Verify that correct NetEMD is generated for example networks (e.g. Random and PPI)

martintoreilly commented 7 years ago

Goal

To have confidence that the NetEMD implementation in the whole is producing the same results as the code the research team have been using to generate the NetEMD paper results.

Acceptance criteria

[ ] NetEMDs generated by R package are equal to the NetEMDs generated by existing C/C++ based Python code to within acceptable tolerances (e.g. 1e-12).
- [x] For graphlets up to 4 nodes
- [ ] For graphlets up to 5 nodes
[ ] Any initial discrepancies are fully understood and changes made to the incorrect implementation.
- [ ] For graphlets up to 4 nodes
- [ ] For graphlets up to 5 nodes

martintoreilly commented 7 years ago

I used both the existing Python code and the current R code (commit df8a9f6, snapshotted as branch r-v-python-comparison-1) to generate NetEMDs between all pairings of 5,000 node / 20 density graphs in the package inst/extdata/random folder at this commit (i.e. matching filename pattern .*5000.*). These are the graphs from the RG1-3 dataset with filename pattern Type_5000_20_n (with n in range 1-3), and these have approximately 5,000 nodes and 50,000 edges.
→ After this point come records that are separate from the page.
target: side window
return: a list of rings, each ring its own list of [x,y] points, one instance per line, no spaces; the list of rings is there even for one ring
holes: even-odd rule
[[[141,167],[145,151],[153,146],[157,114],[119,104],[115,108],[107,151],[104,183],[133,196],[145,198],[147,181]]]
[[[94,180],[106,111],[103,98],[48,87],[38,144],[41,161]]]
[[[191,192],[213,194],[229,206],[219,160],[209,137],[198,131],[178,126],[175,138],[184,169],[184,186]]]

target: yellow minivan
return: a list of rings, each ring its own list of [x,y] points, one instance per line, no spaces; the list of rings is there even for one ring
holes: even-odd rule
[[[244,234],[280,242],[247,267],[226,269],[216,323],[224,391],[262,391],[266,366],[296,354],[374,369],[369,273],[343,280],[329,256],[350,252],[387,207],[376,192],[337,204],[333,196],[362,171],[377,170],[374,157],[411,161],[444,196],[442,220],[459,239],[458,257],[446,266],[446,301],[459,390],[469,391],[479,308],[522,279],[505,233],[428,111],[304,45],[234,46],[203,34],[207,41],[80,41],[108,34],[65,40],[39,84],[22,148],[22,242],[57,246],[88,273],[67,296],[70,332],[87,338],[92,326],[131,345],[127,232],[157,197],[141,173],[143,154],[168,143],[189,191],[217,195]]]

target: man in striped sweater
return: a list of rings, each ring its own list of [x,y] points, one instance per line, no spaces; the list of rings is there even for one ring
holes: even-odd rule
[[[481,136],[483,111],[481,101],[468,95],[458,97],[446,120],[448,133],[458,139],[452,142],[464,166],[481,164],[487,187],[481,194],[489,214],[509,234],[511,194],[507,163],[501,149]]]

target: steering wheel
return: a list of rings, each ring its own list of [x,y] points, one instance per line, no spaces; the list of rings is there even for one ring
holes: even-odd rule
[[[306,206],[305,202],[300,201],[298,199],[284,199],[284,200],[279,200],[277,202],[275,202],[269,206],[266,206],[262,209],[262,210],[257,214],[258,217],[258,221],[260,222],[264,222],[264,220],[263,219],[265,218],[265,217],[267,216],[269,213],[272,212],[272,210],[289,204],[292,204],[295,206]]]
The NetEMDs produced by the two codebases are very different for some graph pairs. See r-v-python-comparison-1.xlsx for the 4 and 5 node graphlet NetEMD scores from both code bases.

I've started investigating further using the following approach. However, I am on leave from Fri 03 - Mon 06 Feb inclusive, so will not have completed this by the time Gesine and I meet on Tuesday 07 Feb.

Check that the Python and R uses of ORCA give the same orbit counts
Amend each code base to export not just the NetEMD for each pair of networks, but also the list of minimum EMDs and offsets for each graphlet orbit degree distribution.
Use this additional data to better understand where the source of the differences is. See below for my starter for 10 questions.
- Are the per-orbit minimum EMDs the same?
- If the minimum EMDs are the same, look at the way the NetEMD is calculated from the set of per-orbit minimum EMDs
- Are the minimum EMD offsets the same?
- If the offsets are the same, look at the way per-orbit EMD is calculated in each package
- If the offsets are different, do the packages agree on the EMD at both offsets?
- If the packages don't agree on the EMD at any particular offset, look at the way EMD is calculated in each package
- If the packages agree on the EMD at any particular offset, look at the optimisation method used by each package

martintoreilly commented 7 years ago

Amended R code to also permit export of the individual minimal EMDs and offsets for each graphlet orbit degree distribution alongside the NetEMD for each pair of graphs. See below for outputs of code for graphlet orbits up to 4 and 5 nodes. _table_ files allow easy comparison with output of Python code, _list_ files also include the individual graphlet orbit minimal EMD and offset data.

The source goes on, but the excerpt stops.